The only[citation needed] major for-profit wiki farm in the wikisphere is Wikia, run by Jimbo Wales. Wikia uses a forked version of MediaWiki that is not known to be in production use anywhere else.

Corporate or public relations wikis can sometimes be considered "for profit," in that they help the company either organize its activities (e.g. by assisting inter-employee communication) or provide information to the public. There are wikis owned by sole proprietors, but typically these operate at a loss. Usually the focus is more on mission than on profits.
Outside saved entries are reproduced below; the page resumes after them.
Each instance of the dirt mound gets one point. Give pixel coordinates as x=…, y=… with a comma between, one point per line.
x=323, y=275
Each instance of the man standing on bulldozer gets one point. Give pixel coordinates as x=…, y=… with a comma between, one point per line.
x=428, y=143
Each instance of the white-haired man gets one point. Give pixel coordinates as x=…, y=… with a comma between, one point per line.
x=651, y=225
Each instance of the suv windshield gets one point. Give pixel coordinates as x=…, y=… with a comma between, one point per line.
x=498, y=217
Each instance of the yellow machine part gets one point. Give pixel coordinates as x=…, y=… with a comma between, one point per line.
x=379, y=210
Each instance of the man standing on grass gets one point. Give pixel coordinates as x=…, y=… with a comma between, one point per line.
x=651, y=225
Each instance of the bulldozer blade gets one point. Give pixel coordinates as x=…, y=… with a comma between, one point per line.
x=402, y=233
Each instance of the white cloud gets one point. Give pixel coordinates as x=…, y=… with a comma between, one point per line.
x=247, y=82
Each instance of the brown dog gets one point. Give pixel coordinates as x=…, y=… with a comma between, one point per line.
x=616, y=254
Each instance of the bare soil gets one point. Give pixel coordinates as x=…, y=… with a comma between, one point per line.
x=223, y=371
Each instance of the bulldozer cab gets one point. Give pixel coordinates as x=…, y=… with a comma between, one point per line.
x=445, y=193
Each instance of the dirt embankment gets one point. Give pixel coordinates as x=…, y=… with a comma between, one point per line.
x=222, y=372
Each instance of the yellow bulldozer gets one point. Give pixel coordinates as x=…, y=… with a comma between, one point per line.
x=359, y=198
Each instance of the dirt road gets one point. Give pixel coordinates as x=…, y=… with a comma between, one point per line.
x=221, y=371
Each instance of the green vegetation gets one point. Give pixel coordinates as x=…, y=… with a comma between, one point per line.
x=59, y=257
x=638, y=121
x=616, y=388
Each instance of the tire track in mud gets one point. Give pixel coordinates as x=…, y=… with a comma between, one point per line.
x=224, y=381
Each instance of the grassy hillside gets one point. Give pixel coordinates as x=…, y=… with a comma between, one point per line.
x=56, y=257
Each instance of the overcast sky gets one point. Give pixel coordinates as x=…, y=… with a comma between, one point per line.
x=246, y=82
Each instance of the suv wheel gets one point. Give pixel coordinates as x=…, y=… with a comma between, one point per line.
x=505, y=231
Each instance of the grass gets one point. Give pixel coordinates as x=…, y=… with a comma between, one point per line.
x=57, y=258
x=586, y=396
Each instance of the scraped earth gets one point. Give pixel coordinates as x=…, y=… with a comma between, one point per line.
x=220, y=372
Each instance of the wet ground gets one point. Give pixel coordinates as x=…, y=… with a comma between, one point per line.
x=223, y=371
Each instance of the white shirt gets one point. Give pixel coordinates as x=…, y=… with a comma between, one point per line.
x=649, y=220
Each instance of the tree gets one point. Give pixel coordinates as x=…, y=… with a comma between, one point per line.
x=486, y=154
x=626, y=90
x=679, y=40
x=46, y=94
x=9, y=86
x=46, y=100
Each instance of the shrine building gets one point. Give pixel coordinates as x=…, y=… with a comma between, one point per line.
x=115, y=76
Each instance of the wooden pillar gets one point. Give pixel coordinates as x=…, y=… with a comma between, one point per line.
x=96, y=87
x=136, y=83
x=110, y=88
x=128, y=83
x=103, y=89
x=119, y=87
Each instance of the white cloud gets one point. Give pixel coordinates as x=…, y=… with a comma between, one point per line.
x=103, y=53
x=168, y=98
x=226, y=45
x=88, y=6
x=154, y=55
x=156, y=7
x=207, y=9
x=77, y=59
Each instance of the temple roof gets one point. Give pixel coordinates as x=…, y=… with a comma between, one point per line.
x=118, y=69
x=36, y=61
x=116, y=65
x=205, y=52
Wikis, like any other website, are owned by some person or entity with a legal right to access to the server and therefore the ability to take control of the wiki. Some owners, such as Wikimedia Foundation, take a relatively hands-off approach, allowing their communities to operate as they see fit after the initial structure and culture has been established. Sanger's Law, so-named because of a comment made by Larry Sanger circa 2005,[6] states that online communities' cultures generally are established quickly and then become very resistant to change, because they are self-selecting. Those users who are attracted to the existing culture join (and may even be given sysop powers) and help reinforce that culture. Those users who are repelled by the culture leave (or are banned) and no longer directly influence the site. This is especially true on sites such as Wikipedia whose policies and leaders are chosen by the community rather than by a corporate or nonprofit CEO and his staff.
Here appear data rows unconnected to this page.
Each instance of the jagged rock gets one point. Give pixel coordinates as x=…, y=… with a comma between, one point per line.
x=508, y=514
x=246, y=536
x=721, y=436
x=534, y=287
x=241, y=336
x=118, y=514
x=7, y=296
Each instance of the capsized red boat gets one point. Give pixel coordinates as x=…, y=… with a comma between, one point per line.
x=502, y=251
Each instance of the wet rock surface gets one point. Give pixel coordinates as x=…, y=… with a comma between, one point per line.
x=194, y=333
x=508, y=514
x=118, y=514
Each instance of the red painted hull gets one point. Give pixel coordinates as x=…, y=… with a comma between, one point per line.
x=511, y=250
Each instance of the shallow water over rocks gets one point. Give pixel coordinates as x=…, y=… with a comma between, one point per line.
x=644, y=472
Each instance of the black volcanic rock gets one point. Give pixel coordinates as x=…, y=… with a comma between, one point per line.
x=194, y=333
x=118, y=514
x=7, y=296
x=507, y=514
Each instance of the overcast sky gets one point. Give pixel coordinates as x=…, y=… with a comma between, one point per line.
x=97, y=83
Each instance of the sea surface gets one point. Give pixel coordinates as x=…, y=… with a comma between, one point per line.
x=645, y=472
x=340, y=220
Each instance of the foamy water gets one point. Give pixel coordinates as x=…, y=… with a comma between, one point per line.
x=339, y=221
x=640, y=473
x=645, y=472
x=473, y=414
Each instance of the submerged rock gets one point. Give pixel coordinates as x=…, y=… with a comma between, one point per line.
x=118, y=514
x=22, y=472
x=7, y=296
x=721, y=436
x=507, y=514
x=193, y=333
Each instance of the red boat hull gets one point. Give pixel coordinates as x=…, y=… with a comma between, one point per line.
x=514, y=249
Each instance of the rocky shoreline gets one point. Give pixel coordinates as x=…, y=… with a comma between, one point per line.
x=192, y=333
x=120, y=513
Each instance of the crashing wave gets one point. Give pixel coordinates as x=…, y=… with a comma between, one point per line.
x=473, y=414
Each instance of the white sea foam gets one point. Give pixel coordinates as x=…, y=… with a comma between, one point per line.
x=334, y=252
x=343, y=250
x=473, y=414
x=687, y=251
Mass hysterias sometimes sweep across wikis. On RationalWiki, this is referred to as "headless chicken mode."[7] Much as in off-wiki governments, existing laws can be difficult to get off the books, but an impassioned debate leading to reform may be spurred by some incident that catches people's attention and prompts an emotional response. On Wikipedia, Biographies of Living Persons and anonymous editing reforms were prompted by the Wikipedia biography controversy (also known as the Seigenthaler incident).[8] An image purge was prompted by the reporting of child pornography images on Wikimedia Commons.[9]